Добавить в цитаты Настройки чтения

Страница 6 из 15



Когда, к примеру, адмирал Моллер доложил императору о разбившемся в ненастье у острова Оденсхольм фрегате «Помощный» и просил наградить участвовавшего в спасательных работах капитан-исправника Гернета 500 рублями, а жителей острова за усердие 416 рублей, Николай наложил на прошении резолюцию: «Согласен; на счет виновного капитана».

Капитан 2-го ранга Ратманов докладывал императору с берегов Тихого океана о некоем шкипере 12-го класса, что тот всегда отличался усердием в службе. А ныне просится служить не в Иркутске, а в Охотске. Николай наложил резолюцию: «Командировать шкипера по выбору. А впредь не спрашивать желания, ибо служат не для своих прихотей».

Офицер из ластового (вспомогательного) экипажа просился о переводе в Севастополь, мотивируя просьбу тем, что «имеет там оседлость». На рапорте Моллера Николай написал: «Согласен на сей раз; но впредь под предлогом оседлости не сметь представлять, ибо служба не есть инвалидный дом, а всякий в отставку выйти может, буде хочет».

Князь Меншиков ходатайствовал о некоем капитан-лейтенанте Симаковском, который просил перевести его с Черного моря на Балтику по состоянию здоровья. Николай резонно заметил: «С юга на север за здоровьем обыкновенно не переводят. Желаю видеть медицинское свидетельство». Меншиков испрашивал, можно ли принять на службу ранее выгнанного по плохой аттестации прапорщика Юдина, Николай ответил: «Какая нам нужда в ненадежных офицерах? По закону может он идти в службу рядовым».

Адмирал Моллер ходатайствовал о некоем мичмане Коростовцеве, отпрыске петербургских вельмож, чтобы определить того адъютантом к адмиралу Рикорду. Николай ответил: «Рано! Впредь, ранее, чем через три года в офицерском звании и трех шестимесячных кампаний, в адъютанты не представлять».

Что ж, как мы видим, порой лично сами императоры старались навести хоть какой-то порядок в перемещениях по службе и чинопроизводстве на флоте, но всё знать и всё учесть они просто были не в состоянии.

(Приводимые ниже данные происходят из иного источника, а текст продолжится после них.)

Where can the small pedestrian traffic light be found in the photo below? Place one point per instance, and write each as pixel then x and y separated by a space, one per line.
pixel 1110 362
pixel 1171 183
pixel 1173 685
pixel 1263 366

Помимо строевых офицеров на каждом военном судне российского парусного флота полагался специальный артиллерийский офицер-констапель (на мелких судах констапель был в унтер-офицерском чине). Артиллерийский офицер имел армейское звание (поручик, подпоручик и т.д.). Он отвечал за содержание пушек и артиллерийских припасов, за качество полученного пороха, а также за правильность хранения припасов и профессиональную подготовку канониров. Констапель получал с берега артиллерийские заряды, ядра, перемеривал последние, на соответствие диаметра с калибром пушек, руководил насыпкой пороха в картузы, «снаряжением бомб и гранат», поддерживал чистоту и порядок в констапельскои камере, обучал пушечные расчеты. Констапель был единственным, у кого в обязанностях значилось: «свое дело хранить наивящую опасностью и ревностью, ибо вся оборона корабля на артиллерии зависит».

Так, как артиллерийские офицеры считались на флотской иерархической лестнице значительно ниже строевых, то комплектовались данные вакансии выходцами из самых худородных дворянских семей, а то и вовсе выслужившими офицерский чин унтер-офицерами. Любопытно, что зачастую туда списывали и наиболее безграмотных выпускников Морского корпуса. Шло ли это на пользу общему делу, сказать сложно.

Морские артиллеристы были выделены в отдельную категорию в российском флоте уже в период Азовских походов Петра, однако как единая строевая часть были организованы в корпус морской артиллерии указом Анны Иоанновны в 1734 году. До этого артиллеристы входили в состав команд. Корпус морской артиллерии организационно состоял из четырех батальонов (по три роты в каждом, одна из которых была бомбардирская, а две — канонирские). Командовал корпусом обер-цейхмейстер в ранге контр-адмирала. Он же являлся и членом Адмиралтейств-коллегий и распоряжался всей артиллерией флота. При нем состояли: цейхмейстер (заместитель), два советника и фейерверкер. Батальонами командовали капитаны морской артиллерии. При каждом батальоне имелся так называемый унтер-штаб: адъютант, квартирмейстер, аудитор, профос Ротами командовали лейтенанты, при каждом имелся помощник — унтер-лейтенант. В 1727 году констапели (имевшие до того унтер-офицерский ранг) были переведены в обер-офицеры (самый младший чин). Состав канонирской роты: лейтенант, унтер-лейтенант, два констапеля, 12 унтер-офицеров, 40 канониров, 120 готлангеров канонирских. Всего корпус насчитывал 2050 человек. В 1757 году штаты корпуса были расширены: четыре должности капитана полковничьего ранга, четыре — капитана майорского ранга и две — капитан-лейтенанта ранга капитана.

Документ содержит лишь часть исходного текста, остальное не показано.